Discovering Spotify – new thematic issue in the journal Culture Unbound

The thematic issue for the journal Culture Unbound which we have worked on for quite some time in our research project is now published: Discovering Spotify. I have written one longer article on Spotify Radio, as well as an introductory editorial with Rasmus Fleischer. It starts like this:

With a user base now officially reaching more than 100 million, which includes 60 million paying subscribers, the music streaming platform Spotify is today widely recognized as the solution to problems caused by recent decades of digital disruption within the music and media industries. Spotify resembles Netflix, YouTube, and Apple Music as an epitome of streaming’s digital Zeitgeist that is shaping our future. Industry interviews, trade papers, academic books, and the daily press reiterate numerous versions of this “technological solutionism” (Morozov 2013) in almost as many variations.
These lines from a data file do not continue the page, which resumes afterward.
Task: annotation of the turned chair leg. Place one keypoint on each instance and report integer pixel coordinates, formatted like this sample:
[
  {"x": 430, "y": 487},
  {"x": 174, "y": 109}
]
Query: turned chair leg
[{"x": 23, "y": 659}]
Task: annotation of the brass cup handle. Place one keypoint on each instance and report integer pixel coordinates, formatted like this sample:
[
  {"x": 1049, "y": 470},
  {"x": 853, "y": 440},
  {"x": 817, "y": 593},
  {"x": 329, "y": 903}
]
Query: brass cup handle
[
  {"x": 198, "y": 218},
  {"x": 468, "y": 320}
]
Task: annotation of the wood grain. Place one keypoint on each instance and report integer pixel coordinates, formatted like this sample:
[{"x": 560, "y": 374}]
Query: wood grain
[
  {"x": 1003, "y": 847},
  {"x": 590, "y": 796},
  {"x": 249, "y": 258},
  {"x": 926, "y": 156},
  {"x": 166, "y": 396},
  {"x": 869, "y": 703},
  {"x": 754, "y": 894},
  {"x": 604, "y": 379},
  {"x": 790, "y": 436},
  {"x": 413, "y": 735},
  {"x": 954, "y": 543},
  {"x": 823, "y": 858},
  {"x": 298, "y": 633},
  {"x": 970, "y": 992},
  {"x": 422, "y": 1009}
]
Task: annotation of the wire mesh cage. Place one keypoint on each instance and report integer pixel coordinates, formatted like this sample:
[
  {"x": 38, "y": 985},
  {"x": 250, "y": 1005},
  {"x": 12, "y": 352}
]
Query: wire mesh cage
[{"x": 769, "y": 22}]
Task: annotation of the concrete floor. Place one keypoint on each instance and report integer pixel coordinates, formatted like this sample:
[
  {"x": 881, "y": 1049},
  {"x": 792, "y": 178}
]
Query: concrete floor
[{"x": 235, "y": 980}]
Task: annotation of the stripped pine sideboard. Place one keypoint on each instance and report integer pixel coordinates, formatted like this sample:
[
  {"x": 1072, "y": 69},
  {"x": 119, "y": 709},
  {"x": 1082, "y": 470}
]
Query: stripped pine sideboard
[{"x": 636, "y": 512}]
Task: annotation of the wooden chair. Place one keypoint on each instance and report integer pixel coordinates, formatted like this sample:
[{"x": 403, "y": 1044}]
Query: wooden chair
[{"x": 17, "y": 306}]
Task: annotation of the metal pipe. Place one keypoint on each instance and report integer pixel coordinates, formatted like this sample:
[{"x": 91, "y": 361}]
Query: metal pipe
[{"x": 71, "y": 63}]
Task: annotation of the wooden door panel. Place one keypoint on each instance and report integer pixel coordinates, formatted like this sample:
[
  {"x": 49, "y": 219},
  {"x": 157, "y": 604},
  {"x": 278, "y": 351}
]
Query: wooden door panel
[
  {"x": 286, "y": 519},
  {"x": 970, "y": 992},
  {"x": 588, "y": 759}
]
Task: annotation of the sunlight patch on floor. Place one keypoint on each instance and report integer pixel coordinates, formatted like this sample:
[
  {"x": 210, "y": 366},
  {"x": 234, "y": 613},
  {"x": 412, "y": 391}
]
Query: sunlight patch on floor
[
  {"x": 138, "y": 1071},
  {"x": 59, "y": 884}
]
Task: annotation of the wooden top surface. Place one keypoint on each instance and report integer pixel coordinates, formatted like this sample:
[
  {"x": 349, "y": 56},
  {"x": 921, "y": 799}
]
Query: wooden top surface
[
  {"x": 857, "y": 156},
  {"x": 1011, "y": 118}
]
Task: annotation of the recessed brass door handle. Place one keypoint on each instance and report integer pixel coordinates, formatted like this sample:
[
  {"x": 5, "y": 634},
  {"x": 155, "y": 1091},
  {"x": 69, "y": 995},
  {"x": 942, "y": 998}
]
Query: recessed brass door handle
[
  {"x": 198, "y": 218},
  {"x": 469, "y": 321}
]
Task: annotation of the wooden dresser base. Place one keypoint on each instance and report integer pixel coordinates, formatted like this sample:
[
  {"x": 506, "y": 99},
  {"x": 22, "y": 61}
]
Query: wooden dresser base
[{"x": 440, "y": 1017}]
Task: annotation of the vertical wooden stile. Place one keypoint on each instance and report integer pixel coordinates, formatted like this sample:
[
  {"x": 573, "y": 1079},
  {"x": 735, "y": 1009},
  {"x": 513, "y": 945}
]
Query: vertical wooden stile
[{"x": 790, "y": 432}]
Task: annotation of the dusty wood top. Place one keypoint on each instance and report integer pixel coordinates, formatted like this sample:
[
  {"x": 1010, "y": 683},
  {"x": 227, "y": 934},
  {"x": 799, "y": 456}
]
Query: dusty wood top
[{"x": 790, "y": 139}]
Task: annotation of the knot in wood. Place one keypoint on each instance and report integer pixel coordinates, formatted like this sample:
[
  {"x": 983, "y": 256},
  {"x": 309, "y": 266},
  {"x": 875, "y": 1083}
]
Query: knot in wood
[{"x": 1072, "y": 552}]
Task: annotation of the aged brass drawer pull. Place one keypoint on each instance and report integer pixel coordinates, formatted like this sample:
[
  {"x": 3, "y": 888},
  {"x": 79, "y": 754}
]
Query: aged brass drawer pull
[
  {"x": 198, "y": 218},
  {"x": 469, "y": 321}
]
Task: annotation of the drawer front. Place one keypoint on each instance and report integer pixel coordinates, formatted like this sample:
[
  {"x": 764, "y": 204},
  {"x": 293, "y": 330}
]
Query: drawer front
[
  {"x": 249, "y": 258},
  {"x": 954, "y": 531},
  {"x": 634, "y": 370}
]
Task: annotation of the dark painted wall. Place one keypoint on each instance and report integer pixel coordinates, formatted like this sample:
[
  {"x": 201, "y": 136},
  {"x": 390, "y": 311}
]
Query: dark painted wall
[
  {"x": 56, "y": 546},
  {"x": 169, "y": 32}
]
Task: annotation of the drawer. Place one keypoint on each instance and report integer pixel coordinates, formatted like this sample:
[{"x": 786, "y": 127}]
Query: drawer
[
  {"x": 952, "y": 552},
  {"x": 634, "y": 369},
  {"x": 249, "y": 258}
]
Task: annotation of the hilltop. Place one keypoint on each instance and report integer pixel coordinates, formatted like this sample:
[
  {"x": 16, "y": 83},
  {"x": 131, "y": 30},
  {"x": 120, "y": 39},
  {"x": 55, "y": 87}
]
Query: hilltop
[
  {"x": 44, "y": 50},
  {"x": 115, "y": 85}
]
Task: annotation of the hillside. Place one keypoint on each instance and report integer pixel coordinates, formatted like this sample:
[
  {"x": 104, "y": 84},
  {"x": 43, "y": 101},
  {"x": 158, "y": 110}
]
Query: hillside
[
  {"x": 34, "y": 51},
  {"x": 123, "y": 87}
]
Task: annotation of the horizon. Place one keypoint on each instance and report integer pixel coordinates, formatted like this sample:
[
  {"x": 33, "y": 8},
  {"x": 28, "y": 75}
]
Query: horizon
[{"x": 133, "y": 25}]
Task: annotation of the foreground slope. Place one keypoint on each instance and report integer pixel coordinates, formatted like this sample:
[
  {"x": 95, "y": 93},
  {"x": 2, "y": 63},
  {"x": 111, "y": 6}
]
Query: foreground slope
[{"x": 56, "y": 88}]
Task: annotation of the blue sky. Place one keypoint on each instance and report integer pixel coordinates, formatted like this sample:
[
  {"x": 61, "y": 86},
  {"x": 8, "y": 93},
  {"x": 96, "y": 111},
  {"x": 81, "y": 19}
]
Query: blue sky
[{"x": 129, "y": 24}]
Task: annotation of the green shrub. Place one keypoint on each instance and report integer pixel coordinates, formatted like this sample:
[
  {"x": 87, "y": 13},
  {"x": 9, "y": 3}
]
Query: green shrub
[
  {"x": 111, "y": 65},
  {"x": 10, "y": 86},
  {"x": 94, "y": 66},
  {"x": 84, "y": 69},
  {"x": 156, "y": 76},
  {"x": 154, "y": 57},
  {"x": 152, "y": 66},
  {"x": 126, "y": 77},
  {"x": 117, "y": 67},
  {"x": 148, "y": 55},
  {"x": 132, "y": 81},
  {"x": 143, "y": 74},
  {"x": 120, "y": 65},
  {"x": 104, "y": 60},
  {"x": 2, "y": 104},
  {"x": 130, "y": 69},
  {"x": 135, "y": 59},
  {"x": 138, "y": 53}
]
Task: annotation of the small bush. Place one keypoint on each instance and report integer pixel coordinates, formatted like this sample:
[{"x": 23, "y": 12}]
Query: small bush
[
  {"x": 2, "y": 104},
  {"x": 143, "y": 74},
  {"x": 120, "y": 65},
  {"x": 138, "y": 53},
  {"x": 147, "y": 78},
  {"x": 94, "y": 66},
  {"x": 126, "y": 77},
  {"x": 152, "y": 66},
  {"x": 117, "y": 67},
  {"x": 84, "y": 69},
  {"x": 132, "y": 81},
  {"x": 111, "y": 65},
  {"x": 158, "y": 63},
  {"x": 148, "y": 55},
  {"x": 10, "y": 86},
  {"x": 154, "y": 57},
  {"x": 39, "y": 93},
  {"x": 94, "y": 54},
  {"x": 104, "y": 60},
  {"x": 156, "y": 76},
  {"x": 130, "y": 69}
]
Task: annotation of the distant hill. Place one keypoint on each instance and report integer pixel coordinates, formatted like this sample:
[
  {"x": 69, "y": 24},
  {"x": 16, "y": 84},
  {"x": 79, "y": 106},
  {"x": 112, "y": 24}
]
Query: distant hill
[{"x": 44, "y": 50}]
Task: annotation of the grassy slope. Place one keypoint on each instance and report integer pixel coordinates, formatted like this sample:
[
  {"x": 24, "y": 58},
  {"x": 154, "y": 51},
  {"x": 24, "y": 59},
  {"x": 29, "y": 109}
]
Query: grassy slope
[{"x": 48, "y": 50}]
This thematic section of Culture Unbound is broadly concerned with the music service Spotify, and novel ways to situate and do academic research around streaming media. Approached through various forms of digital methods, Spotify serves as the object of study. The four articles presented here—three full length research articles and a shorter reflection—emanates from the cross-disciplinary research project “Streaming Heritage: Following Files in Digital Music Distribution”. It was initially conceived at the National Library of Sweden (hence the heritage connection), but the project has predominantly been located at the Umeå University’s digital humanities hub, Humlab, where the research group has continuously worked with the lab’s programmers. The project involves four researchers and one PhD student and is funded by the Swedish Research Council between 2014 and 2018.